Teens bridge the learning gap with a tutoring program

HILTON HEAD ISLAND—Teens from Holy Family Church are spending part of their summer vacation helping kids catch the learning bug.

They are mentors in the new Bridge Program, which helps Spanish-speaking children in kindergarten through fifth grade brush up on their reading and math skills before the new school year.

Leigh Ann Bacevich, a parishioner and catechist at Holy Family, came up with the idea after she learned about academic needs among the church’s Hispanic community. She thought enlisting high school students to tutor the children would help bridge communication gaps between all members of the parish.

She spoke with Nora Bess, director of Spanish ministry, and received approval from Msgr. Joseph F. Hanley, pastor. Bess and Bacevich spread the word about the program, and soon more than 50 children and 18 teen volunteers had signed up for the sessions, which started in June.

First they worked with participants to see what levels they’re in for math and reading. The kids are divided into groups by age, and take part in lessons that include creative games. Bess said the teens use colorful candies like Skittles and M&Ms to help illustrate basic math concepts.

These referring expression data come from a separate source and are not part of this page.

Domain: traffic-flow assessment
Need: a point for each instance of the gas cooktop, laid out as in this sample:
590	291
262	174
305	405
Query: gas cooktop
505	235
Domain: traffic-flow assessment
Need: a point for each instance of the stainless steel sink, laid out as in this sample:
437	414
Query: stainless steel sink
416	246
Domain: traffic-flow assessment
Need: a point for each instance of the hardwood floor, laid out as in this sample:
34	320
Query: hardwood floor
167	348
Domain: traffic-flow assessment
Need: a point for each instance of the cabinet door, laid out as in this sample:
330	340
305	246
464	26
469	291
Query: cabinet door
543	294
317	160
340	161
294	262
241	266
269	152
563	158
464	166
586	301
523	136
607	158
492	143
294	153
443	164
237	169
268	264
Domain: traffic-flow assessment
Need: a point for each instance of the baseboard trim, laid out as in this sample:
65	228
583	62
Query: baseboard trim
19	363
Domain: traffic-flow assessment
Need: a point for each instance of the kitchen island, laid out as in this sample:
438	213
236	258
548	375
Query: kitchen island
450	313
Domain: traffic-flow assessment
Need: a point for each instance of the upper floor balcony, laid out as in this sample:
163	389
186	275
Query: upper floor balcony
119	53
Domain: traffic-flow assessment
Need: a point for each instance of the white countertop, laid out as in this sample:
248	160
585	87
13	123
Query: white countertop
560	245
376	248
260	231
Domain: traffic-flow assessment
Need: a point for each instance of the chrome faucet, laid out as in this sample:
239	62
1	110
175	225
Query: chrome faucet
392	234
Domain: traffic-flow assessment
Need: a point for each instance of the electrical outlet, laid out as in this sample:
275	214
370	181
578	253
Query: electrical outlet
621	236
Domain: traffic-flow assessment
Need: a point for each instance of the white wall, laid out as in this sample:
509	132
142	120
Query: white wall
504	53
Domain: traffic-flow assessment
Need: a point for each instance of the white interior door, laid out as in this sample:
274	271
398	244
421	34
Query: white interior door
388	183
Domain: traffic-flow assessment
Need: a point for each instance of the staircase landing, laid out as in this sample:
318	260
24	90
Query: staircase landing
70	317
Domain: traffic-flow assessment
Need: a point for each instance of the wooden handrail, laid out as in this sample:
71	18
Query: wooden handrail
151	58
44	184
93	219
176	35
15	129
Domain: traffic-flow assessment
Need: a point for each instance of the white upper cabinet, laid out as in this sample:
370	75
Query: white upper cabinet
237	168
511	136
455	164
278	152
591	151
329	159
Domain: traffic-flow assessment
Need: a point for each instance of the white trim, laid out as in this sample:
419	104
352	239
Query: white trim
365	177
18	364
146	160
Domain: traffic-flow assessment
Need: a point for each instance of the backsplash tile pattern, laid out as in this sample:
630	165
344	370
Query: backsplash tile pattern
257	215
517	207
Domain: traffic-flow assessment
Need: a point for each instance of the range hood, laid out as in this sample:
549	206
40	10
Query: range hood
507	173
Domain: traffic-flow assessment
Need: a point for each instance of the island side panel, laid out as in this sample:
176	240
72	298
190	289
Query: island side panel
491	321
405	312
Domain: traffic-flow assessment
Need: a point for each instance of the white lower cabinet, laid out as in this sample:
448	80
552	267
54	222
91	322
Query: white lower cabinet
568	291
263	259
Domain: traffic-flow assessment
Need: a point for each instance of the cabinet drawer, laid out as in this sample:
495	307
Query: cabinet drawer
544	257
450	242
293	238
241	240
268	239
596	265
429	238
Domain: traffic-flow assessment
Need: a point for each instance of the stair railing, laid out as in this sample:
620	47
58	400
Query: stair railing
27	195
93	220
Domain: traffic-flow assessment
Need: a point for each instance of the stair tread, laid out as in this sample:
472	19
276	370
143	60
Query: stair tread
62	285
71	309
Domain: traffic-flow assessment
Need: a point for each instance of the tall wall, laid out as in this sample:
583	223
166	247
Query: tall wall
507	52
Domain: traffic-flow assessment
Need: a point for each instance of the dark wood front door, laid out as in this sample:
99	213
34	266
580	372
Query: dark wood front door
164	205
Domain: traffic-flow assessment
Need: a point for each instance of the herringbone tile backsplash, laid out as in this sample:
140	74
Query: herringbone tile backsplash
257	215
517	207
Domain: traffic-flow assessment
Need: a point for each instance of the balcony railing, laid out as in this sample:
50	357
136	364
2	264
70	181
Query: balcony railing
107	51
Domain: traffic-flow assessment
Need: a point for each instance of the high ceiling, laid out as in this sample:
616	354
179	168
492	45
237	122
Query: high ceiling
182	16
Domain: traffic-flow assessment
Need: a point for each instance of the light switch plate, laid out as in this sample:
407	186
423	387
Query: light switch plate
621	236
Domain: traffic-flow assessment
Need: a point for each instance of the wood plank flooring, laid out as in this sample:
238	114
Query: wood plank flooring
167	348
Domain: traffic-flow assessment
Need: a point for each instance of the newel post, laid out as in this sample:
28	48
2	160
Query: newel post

“The kids seem to be thrilled to come each day, and the teenagers are doing a great job connecting with the kids,” Bacevich said. “These teens have jobs and other activities during summer vacation, and they’ve made a real commitment to show up each week.”

Bess has heard from many parents who are delighted with the progress their children have made in just a few weeks, she said.

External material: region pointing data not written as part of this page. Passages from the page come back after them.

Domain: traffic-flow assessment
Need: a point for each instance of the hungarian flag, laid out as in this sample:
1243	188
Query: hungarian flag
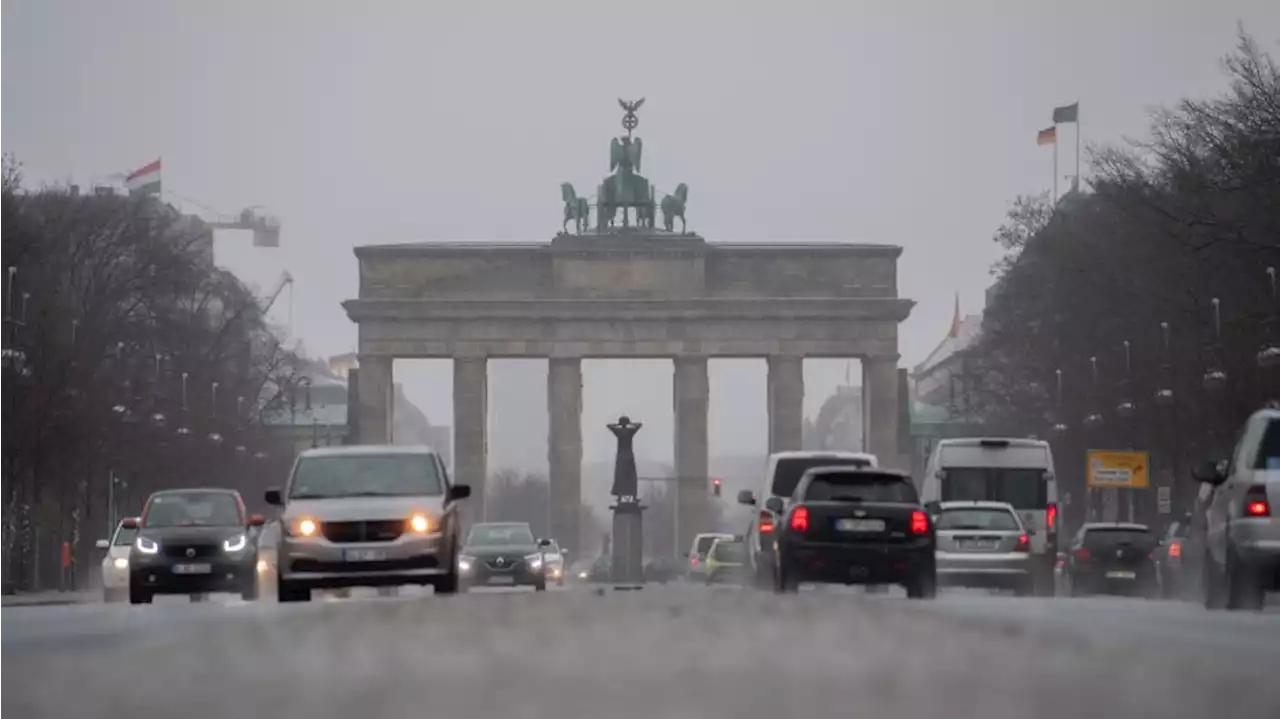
145	179
1066	114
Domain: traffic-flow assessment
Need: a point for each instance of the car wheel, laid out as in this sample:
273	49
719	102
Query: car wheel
1242	584
1212	584
288	592
923	586
448	584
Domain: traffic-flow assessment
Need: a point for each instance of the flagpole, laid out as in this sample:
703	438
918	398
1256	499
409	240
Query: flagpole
1077	145
1055	164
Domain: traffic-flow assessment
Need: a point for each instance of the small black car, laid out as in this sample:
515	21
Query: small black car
503	554
193	541
1112	558
855	526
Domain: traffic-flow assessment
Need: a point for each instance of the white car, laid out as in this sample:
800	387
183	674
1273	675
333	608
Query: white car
115	564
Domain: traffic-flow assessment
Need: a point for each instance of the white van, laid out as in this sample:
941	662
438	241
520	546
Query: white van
1018	471
782	472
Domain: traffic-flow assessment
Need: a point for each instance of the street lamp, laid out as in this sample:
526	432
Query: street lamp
1215	379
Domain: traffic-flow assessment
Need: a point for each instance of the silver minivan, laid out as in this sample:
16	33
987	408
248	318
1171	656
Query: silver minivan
378	516
1014	471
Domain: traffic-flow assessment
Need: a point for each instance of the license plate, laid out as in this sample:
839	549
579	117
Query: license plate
364	555
860	525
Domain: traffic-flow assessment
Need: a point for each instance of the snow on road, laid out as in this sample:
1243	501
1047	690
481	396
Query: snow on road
672	651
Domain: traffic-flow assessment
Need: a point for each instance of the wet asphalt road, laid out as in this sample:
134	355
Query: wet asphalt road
682	651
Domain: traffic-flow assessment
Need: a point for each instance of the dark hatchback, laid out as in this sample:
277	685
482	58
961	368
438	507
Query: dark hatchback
856	526
193	541
1112	558
503	554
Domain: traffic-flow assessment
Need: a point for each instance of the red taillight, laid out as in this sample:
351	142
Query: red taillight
919	522
1256	503
800	520
766	522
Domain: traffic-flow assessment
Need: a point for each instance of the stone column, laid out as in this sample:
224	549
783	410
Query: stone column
786	403
374	397
880	401
471	429
691	398
565	449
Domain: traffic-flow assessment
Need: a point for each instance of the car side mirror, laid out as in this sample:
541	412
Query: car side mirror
1208	472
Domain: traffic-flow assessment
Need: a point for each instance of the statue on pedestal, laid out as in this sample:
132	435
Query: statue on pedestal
627	555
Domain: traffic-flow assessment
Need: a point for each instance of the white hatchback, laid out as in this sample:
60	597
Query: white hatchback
115	564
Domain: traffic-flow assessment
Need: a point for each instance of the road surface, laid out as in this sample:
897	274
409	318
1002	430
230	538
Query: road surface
668	651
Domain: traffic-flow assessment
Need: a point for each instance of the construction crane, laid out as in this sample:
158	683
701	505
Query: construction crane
265	228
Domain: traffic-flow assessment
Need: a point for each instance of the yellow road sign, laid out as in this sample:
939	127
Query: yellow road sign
1111	468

“It’s nice to see kids having a good time while they are learning, and the interaction is very positive,” Bess said. “The teens really enjoy working with the kids, and you can see the younger kids look up to them.”

The youth say the experience has taught them something too.

“I’m learning to be more patient, because it’s always been kind of hard for me to slow down and take time with things,” said Sam Bacevich, 17. “It’s great to help them with their understanding and see how happy they are when they figure out a new concept.”

Tania Moreno, 17, volunteers on Tuesdays and Thursdays, and enjoys seeing her students retain information from earlier classes. She especially likes introducing new skills, such as how to use a calculator and work different types of math problems. Tania said she plans to study nursing, but Bridge has helped her develop a love of teaching and she might also consider it as a career path.

Iveth Vargas, 17, offers tutoring in both reading and math. “I really love helping the little kids with what they’re struggling with,” she said. “I can look back and see how I worked these kinds of problems out in school, and use that to help them work out their problems. It’s great to see kids that are excited to learn.”